2. Gas function – the ability to change and maintain a certain gas composition of the environment and the atmosphere as a whole.
The predominant mass of gases on the planet is of biogenic origin.

Example:
oxygen in the atmosphere is accumulated due to photosynthesis.

3. Concentration function – the ability of organisms to concentrate scattered chemical elements in their bodies, increasing their content in comparison with the environment surrounding organisms by several orders of magnitude.
Organisms accumulate many chemical elements in their bodies.

Example:
among them, carbon is in the first place. The carbon content in coals in terms of concentration is thousands of times higher than the average for the earth’s crust. Oil is a concentrator of carbon and hydrogen, as it is of biogenic origin. Calcium ranks first among metals in terms of concentration. Whole mountain ranges are made up of animal remains with a calcareous skeleton. Silicon concentrators are diatoms, radiolarians and some sponges, iodine – kelp algae, iron and manganese – special bacteria. Vertebrates accumulate phosphorus, concentrating in their bones.

The result of concentration activity is deposits of fossil fuels, limestone, ore deposits, etc.

4. The redox function is associated with the intensification, under the influence of living matter, of both oxidation processes due to the enrichment of the medium with oxygen and reduction, primarily in those cases when organic matter decomposes with oxygen deficiency.
Example:
Reduction processes are usually accompanied by the formation and accumulation of hydrogen sulfide and methane. This, in particular, makes the deep layers of bogs practically lifeless, as well as significant bottom water layers (for example, in the Black Sea).

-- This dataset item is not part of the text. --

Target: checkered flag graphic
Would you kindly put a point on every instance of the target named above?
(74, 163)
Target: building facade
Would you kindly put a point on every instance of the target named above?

5. Destructive function – destruction by organisms and products of their vital activity both the remnants of organic matter and inert substances.
The main mechanism of this function is associated with the circulation of substances. The most significant role in this respect is played by the lower forms of life – fungi, bacteria (destructors, decomposers).

6. Transport function – the transfer of matter and energy as a result of the active form of movement of organisms.
Often such transfer is carried out over colossal distances, for example, during migrations and roaming of animals. The transport function is largely associated with the concentration role of communities of organisms, for example, in places of their accumulation (bird colonies and other colonial settlements).

7. The environment-forming function is largely integrative (the result of the joint action of other functions).
Ultimately, it is associated with the transformation of the physicochemical parameters of the environment. For more details about it, see the “Environment-Forming Role of Living Organisms” section.